To differentiate one character of a certain class from another of the same class, AD&D 2nd edition introduced the idea of "kits", an added layer that made, for example, swashbucklers different from gladiators or career soldier. They launched the idea with the Fighter's Handbook (no doubt, this class was considered "cookie-cutter" the most) and also threw in role-playing advice, new combat rules and equipment descriptions.
-Reintroduces the Barbarian and Cavalier from Unearthed Arcana with a minimum of fuss.
-Each kit has its own special abilities and drawbacks, so for example, the Savage might be friends with the animals, but find heavy armor extremely uncomfortable. The Noble Warrior always has a place to stay, but must consistently overspend or lose his reputation. And no doubt, a lot of players made Beast-Riders and Berzerkers when this book came out.
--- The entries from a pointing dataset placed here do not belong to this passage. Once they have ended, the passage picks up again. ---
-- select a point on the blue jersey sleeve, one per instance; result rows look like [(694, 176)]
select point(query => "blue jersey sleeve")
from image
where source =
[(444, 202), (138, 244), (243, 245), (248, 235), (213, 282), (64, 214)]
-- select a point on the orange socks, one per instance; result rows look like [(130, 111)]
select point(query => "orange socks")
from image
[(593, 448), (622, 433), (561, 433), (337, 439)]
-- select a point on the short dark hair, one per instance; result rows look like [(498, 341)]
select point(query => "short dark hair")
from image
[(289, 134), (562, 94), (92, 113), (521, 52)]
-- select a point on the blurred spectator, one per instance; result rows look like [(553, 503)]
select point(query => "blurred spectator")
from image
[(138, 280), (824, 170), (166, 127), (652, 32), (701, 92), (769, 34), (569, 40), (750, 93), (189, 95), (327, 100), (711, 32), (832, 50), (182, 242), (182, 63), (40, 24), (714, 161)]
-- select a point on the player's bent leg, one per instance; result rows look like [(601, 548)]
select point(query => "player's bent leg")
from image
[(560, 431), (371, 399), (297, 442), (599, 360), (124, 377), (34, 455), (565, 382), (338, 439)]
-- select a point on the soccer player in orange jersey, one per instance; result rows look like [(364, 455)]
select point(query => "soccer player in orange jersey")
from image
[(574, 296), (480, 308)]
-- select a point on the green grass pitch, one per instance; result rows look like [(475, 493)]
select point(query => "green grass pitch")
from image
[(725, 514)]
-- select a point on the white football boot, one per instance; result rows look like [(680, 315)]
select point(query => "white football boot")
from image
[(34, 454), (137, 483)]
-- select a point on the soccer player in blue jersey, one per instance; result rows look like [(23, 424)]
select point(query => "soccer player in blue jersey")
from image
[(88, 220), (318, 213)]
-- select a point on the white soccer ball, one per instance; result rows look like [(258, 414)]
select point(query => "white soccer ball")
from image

-The Role-Playing section suggets yet another layer to make your fighter stand apart with personalities such as the Crude Crusher, Merry Showoff and Fated Philosopher.
-New combat rules include specializing in fighting styles (2-handed, weapon&shield, etc.) and such nuggets as bypassing armor, disarming, martial arts, called shots, even jousting.
-Gladiator and oriental weapons.
-If you like more realism, then check out the piecemeal armor and armor damage rules.
-I love the campaign ideas, either using only one class (the Fighter) or even only one kit!
-While I think kits are a brilliant idea, a lot of pages are given over to optional combat rules. If you're not into this kind of complexity (and I know AD&D 2nd got some flack for such things as weapon speeds), then you'll find half the book useless.
-There is some confusion regarding whether Warrior kits can or should be applied to Rangers and Paladins, especially once these subclasses got their own kits.
"If the player-character tribesmen ride dire wolves, the sorcerer's minions [...] will be ogres riding smilodons (sabre-tooth tigers). If the PCs ride pegasi, the more numerous enemies might be goblins riding giant bats."
How I've used it
Upon getting the book, I immediately rolled up half a dozen characters, none of which I ever used. There was Tessalonica, the Amazon women's lib activist; Octavio the Beneficient, the classic swashbuckling hero; Hogan Jumpfoot, the halfling gladiator who, according to my notes, was meant to behave a lot like the Beast (and in parentheses, I add "Marvel not CBS", which is the only thing that really dates the character sheets I kept); Ahkmed a Ranger/Wilderness Warrior to be played as a desert nomad and strict muslim; and a Paladin/Beast-Rider whose sheet I've just misplaced who rode a rhino. Yee-haw! I certainly foisted kits on my players, but I don't really remember any stories about that.
Kits are a lovely idea that really added depth to the character creation rules for AD&D 2nd ed. and though I own all the Complete Handbooks, they never got as good as the Fighter's. Other installments either offered too few kits (like the Priest's), were uninspired (like the Thief's) or way over-the-top (like the Paladin's). 2nd edition was the golden age of Dungeons & Dragons, as far as I'm concerned, with great and varied campaign worlds and just enough complexity and variation in the rules to keep things interesting. I've no interest in d20, but I guess the Prestige classes and such are a way to bring back kits. I guess.